Although picturesque Denmark evokes images of turquoise beaches, dense forests and rustic farmhouses, climate change has greatly impacted the town’s water supply. The lush south west pocket of Australia has experienced increasingly dry decades since records began in 1911.

Until now, Denmark has been completely reliant on rainfall feeding into the nearby Quickup Dam for drinking water year round. However, that rainfall is becoming increasingly unreliable.

Between 2014 to 2019, Denmark recorded four of its five driest winters on record, reflecting the very real impact of climate change across the region. With rainfall forecast to decline further into the future, it was clear that a new, more secure water supply was needed.

Building a pipeline from Albany to Denmark

To secure the town’s supply in the long term, a 43km pipeline has been built to connect Denmark to our Lower Great Southern Towns Water Supply Scheme (LGSTWSS). This intricate and complex system of underground pipes, sustains towns all over the region, supplying water to Albany, Mount Barker, Kendenup, Narrikup and many other towns.

In July 2020, a customary Welcome to Country was held at the construction site prior to the diggers breaking ground. Pipeline installation was primarily conducted by excavating open trenches and using horizontal directional drilling to install pipes under the Quickup River and Hay River. This innovative method displaces far less soil and allows underground pipes to be connected without impacting the natural waterway.

Now, after installing an average of 400 metres of pipe each day, Water Corporation can alternate Denmark’s drinking water throughout the year between the LGSTWSS and Quickup Dam.

Pipes laid in trenches along the Denmark pipeline
Denmark pipeline construction: An average of 400 metres of pipe was installed each day.

Finding the right people for the job

It takes a lot of effort and a ‘one team’ approach to pull off building a pipeline of this scale. Aside from extensive engineering, planning and community engagement, more than 186 locals in the Great Southern were employed during construction.
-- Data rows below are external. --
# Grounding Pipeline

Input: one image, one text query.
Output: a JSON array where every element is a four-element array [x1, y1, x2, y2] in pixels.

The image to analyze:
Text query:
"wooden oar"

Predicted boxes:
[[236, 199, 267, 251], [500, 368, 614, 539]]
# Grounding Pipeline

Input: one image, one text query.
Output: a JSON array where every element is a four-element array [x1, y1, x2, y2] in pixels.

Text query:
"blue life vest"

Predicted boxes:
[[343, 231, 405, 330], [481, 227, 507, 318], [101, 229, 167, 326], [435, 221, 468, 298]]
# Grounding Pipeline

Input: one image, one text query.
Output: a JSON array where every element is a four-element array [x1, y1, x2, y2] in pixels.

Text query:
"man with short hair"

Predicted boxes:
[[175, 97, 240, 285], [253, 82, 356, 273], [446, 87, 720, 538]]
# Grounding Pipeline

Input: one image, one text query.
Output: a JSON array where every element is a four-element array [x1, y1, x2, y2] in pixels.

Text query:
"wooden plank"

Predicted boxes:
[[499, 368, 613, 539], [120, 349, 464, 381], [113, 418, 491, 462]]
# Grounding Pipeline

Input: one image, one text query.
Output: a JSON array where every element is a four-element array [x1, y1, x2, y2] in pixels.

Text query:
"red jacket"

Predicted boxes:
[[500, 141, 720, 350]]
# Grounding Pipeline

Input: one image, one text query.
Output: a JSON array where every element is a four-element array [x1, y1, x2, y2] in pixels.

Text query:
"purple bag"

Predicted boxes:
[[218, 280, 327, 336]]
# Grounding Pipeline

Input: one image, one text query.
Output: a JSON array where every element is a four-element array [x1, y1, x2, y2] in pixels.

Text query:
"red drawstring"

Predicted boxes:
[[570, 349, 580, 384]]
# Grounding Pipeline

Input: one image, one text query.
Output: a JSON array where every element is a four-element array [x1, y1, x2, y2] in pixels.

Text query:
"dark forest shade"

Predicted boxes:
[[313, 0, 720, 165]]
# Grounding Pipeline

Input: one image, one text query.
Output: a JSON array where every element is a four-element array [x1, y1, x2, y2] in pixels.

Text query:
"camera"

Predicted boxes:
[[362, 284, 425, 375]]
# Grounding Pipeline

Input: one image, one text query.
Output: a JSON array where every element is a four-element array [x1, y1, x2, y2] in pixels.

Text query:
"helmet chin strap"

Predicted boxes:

Weather permitting, two kilometres of pipe was laid each week by an exceptional team of highly motivated and determined individuals. One of those driving forces was Andrew Swzecow, who has lived in Albany all his life and is very passionate about the environment. Well known in the community, Andrew jumped at the chance to snap up full-time work due to the recent downturn in regional and seasonal job prospects.

The opportunity to support the pipeline project was exactly what Victor Woods was also looking for. Victor grew up in Tambellup before moving to Albany in his late teens. Mr Woods was part of the dynamic duo who cleaned the office spaces and accommodation for the team.

“I had a great time and had a good laugh with the people I met. They were really easy to work for, and I thoroughly enjoyed what I did.”

Many other local businesses were engaged to supply materials or assist during the works. It is because of community support and working together we were able to successfully pave the pathway to a climate-resilient future for Denmark.